What about research? What about educating doctors and the public on fibroids and UFE? Is there hope on the horizon? Yes, I believe so. Vice-President Kamala Harris (while she was in the Senate) and her counterpart Representative Yvette Clarke have re-introduced the Stephanie Tubbs Jones Uterine Fibroid Research and Education Act of 2021. The bill looks to address the need for improved patient and provider education surrounding the heightened risk for fibroids faced by women of color. It is a good first step to try to eliminate the most common cause behind the Period Pandemic.
This bill would:
- Establish new research funding through NIH, totaling $150 million over five years;
- Expand a CMS database on chronic conditions to include information on services provided to individuals with fibroids;
- Create a public education program through the CDC; and
- Direct HRSA to develop and disseminate fibroids information to health care providers.
One can only hope that the information disseminated is not just what the Gynecologists can provide through surgery as is being proposed in Rhode Island. Every woman suffering with fibroids needs to know about UFE, and any woman facing hysterectomy for fibroids should be offered UFE first.
- Fraser I et al Prevalence of heavy menstrual bleeding and experiences of affected women in a European patient survey. Int J Obstet Gynaecol 2015 Mar; 128 (3): 196-200.
- Stewart EA et al The Burden of Uterine Fibroids for African-American Women: Results of a National Survey. J Womens Health 2013 Oct 22 (10): 807-16.

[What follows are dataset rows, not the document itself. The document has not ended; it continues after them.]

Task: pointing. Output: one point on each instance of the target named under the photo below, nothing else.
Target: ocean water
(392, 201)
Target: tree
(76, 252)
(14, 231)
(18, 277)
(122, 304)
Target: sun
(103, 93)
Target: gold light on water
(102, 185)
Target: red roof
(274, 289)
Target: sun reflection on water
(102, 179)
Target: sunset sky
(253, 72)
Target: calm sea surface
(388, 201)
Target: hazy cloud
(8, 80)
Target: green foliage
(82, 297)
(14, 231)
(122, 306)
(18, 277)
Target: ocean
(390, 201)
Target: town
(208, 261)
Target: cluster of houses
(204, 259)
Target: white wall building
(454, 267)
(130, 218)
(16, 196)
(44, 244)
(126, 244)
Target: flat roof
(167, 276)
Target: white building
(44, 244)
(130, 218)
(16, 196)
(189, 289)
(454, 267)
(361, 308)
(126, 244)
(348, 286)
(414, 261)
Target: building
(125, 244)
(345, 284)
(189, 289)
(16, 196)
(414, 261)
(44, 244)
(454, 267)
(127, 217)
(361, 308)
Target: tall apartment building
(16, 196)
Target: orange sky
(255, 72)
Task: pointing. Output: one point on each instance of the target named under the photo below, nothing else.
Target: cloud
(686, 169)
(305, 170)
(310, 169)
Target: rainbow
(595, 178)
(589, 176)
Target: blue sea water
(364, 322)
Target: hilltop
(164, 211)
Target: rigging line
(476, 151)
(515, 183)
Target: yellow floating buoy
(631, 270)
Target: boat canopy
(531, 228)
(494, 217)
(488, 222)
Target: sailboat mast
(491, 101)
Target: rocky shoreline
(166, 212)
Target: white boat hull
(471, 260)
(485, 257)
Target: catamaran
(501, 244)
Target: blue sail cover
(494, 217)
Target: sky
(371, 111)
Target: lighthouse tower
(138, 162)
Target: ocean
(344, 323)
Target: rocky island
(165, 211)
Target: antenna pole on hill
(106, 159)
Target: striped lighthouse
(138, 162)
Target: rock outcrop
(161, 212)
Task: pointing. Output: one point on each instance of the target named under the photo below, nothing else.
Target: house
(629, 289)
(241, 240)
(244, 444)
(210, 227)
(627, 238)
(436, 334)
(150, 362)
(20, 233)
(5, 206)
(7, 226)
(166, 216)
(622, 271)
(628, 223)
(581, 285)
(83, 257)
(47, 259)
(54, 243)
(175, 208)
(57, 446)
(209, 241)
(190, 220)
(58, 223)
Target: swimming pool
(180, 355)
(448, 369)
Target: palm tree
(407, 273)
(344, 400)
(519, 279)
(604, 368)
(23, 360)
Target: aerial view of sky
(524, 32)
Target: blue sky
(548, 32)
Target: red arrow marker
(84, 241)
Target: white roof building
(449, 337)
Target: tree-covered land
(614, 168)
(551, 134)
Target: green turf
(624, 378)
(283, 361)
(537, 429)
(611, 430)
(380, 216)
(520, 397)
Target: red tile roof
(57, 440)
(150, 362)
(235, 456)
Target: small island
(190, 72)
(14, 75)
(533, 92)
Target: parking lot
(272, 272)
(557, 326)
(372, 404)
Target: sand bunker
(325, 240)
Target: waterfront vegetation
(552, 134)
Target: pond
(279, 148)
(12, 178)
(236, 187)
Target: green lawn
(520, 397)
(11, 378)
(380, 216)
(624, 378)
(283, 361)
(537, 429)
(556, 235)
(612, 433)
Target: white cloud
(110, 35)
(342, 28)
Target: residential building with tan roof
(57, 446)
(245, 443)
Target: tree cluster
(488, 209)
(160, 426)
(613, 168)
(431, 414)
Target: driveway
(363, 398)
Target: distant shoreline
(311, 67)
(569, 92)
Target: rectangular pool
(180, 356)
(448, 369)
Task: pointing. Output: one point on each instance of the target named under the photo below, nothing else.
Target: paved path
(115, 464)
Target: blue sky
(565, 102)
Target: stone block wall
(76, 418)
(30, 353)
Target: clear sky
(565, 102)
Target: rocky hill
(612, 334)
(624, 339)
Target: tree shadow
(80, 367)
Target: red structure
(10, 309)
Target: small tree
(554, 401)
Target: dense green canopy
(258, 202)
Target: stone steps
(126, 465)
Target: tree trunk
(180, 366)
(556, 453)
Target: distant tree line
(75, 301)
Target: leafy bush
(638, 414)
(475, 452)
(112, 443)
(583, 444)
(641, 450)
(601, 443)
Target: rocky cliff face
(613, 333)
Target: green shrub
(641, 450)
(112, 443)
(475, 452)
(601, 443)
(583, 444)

- Rhode Island 2021 H5898: Provides health care coverage for laparoscopic removal of uterine fibroids, including intraoperative ultrasound guidance and monitoring and radiofrequency ablation, commencing January 1, 2022 (but does not cover Uterine Fibroid Embolization UFE).
- Congress.gov HR 2007 To provide for research and education with respect to uterine fibroids, and for other purposes.